1. Set this attribute inside the corresponding method. E.g., when setting an optimizer, use initialize_optimizer() for that.
2. Inside the initialization method, use get_params_for() (or, if dealing with an optimizer, get_params_for_optimizer()) to retrieve the arguments for the constructor.
3. The attribute name should contain the substring "module" if it’s a module, "criterion" if a criterion, and "optimizer" if an optimizer. This way, skorch knows if a change in parameters (say, because set_params() was called) should trigger re-initialization.

When you follow these rules, you will make sure that your added components are amenable to set_params() and hence to things like grid search.

Here is an example of how this could look like in practice:

class MyNet(NeuralNet):
def initialize_criterion(self, *args, **kwargs):
super().initialize_criterion(*args, **kwargs)

params = self.get_params_for('other_criterion')
self.other_criterion_ = nn.BCELoss(**params)
return self

def initialize_module(self, *args, **kwargs):
super().initialize_module(*args, **kwargs)

# add an additional module called 'mymodule'
params = self.get_params_for('mymodule')
self.mymodule_ = MyModule(**params)
return self

def initialize_optimizer(self, *args, **kwargs):
super().initialize_optimizer(*args, **kwargs)
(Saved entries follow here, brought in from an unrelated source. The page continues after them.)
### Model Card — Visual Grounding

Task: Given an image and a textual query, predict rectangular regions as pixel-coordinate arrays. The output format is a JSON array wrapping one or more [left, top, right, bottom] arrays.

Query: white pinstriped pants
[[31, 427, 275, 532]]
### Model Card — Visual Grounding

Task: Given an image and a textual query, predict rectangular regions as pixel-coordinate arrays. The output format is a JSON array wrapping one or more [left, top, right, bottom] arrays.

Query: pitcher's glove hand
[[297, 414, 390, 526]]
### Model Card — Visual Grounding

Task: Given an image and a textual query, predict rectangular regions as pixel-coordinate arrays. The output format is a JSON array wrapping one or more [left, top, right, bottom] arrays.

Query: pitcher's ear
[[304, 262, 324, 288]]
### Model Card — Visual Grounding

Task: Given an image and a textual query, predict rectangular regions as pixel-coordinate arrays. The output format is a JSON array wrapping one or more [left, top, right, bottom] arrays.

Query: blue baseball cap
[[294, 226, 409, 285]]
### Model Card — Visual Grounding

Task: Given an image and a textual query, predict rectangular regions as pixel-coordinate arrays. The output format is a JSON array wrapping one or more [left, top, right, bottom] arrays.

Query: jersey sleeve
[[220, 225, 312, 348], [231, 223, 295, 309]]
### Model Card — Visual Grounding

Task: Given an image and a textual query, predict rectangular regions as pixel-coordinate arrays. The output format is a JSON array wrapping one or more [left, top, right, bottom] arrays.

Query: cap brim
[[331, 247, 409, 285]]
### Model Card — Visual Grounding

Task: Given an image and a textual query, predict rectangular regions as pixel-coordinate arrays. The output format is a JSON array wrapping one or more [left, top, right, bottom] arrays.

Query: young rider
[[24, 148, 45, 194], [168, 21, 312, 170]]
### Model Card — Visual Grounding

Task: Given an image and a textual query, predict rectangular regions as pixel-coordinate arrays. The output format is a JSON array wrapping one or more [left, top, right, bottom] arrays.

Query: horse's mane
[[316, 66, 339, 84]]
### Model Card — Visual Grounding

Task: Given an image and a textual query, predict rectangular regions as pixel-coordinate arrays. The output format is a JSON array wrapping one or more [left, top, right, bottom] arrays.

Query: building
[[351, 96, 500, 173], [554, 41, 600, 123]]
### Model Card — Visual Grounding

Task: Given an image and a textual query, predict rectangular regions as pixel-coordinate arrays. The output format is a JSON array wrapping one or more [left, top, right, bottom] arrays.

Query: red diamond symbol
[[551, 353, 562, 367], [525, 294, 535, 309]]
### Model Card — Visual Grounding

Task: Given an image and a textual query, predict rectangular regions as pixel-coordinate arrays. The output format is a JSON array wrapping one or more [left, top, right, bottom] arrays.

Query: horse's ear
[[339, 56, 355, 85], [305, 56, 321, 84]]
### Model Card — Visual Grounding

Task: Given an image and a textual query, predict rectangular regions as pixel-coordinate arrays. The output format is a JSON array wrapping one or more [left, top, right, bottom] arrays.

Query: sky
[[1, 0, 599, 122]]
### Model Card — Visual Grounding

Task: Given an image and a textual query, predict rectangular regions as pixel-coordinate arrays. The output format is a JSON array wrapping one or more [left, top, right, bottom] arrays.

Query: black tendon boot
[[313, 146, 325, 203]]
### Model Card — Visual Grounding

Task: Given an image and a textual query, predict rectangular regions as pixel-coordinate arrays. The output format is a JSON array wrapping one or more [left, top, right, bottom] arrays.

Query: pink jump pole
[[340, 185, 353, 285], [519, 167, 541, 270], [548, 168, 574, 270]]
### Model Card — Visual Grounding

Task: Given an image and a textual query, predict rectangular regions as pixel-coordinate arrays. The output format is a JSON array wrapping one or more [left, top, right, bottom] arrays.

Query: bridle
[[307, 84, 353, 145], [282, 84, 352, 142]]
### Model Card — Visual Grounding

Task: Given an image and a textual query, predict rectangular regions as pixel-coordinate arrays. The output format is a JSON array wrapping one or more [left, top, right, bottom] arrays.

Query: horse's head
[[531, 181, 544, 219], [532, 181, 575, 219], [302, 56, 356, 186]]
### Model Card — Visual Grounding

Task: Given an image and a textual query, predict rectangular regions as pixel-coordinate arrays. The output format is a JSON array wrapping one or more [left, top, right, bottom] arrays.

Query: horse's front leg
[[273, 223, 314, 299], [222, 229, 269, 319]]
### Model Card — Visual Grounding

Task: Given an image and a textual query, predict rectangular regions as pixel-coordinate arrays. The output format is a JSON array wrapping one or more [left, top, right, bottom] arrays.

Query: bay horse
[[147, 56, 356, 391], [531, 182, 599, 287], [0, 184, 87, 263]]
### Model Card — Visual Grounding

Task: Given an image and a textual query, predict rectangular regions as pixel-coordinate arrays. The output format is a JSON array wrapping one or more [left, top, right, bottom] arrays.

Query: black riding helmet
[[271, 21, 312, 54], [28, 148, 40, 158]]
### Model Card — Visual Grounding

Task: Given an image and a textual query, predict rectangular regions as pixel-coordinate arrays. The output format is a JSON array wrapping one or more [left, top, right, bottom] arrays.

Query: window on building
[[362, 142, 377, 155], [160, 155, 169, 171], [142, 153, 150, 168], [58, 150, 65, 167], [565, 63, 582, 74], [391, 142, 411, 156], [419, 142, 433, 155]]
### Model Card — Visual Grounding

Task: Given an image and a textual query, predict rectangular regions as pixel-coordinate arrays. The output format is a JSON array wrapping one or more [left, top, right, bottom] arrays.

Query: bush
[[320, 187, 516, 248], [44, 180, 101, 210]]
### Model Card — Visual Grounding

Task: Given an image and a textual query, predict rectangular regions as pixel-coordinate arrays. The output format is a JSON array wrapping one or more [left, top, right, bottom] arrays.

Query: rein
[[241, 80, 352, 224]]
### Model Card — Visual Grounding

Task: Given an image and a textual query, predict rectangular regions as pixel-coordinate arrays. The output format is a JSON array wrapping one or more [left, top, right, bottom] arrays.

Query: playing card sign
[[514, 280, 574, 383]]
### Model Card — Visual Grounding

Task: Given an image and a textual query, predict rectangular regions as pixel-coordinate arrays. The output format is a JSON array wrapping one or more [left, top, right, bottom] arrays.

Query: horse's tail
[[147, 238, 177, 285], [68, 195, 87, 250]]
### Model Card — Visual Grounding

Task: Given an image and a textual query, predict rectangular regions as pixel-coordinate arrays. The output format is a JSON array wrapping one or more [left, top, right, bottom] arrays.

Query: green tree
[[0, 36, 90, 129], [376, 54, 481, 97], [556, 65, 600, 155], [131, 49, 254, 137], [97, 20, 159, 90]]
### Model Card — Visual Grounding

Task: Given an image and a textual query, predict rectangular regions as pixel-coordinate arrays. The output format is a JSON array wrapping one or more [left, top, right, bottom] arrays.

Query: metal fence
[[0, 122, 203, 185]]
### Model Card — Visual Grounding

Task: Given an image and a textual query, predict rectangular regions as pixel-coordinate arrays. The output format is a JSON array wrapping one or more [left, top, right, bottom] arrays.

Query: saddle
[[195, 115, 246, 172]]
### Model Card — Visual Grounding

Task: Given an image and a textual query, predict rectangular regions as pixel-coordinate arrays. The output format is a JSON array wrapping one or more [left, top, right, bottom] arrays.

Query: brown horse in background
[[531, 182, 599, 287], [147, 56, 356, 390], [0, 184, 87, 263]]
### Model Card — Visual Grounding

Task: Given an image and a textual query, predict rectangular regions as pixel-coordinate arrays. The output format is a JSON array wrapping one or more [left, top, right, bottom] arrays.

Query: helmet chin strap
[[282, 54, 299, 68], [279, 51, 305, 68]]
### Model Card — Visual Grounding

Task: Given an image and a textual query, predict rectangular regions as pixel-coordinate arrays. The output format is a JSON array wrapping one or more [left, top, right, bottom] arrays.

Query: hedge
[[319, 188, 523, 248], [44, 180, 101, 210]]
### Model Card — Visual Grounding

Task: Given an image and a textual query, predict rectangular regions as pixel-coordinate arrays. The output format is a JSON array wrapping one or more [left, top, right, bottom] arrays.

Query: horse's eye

# add an additional optimizer called 'optimizer2' that is
# responsible for 'mymodule'
named_params = self.mymodule_.named_parameters()
pgroups, params = self.get_params_for_optimizer('optimizer2', named_params)
self.optimizer2_ = torch.optim.SGD(*pgroups, **params)
return self

...  # additional changes

net = MyNet(
...,
other_criterion__reduction='sum',
mymodule__num_units=123,
optimizer2__lr=0.1,
)
net.fit(X, y)

# set_params works
net.set_params(optimizer2__lr=0.05)
net.partial_fit(X, y)

# grid search et al. works
search = GridSearchCV(net, {'mymodule__num_units': [10, 50, 100]}, ...)
search.fit(X, y)


In this example, a new criterion, a new module, and a new optimizer were added. Of course, additional changes should be made to the net so that those new components are actually being used for something, but this example should illustrate how to start. Since the rules outlined above are being followed, we can use grid search on our customly defined components.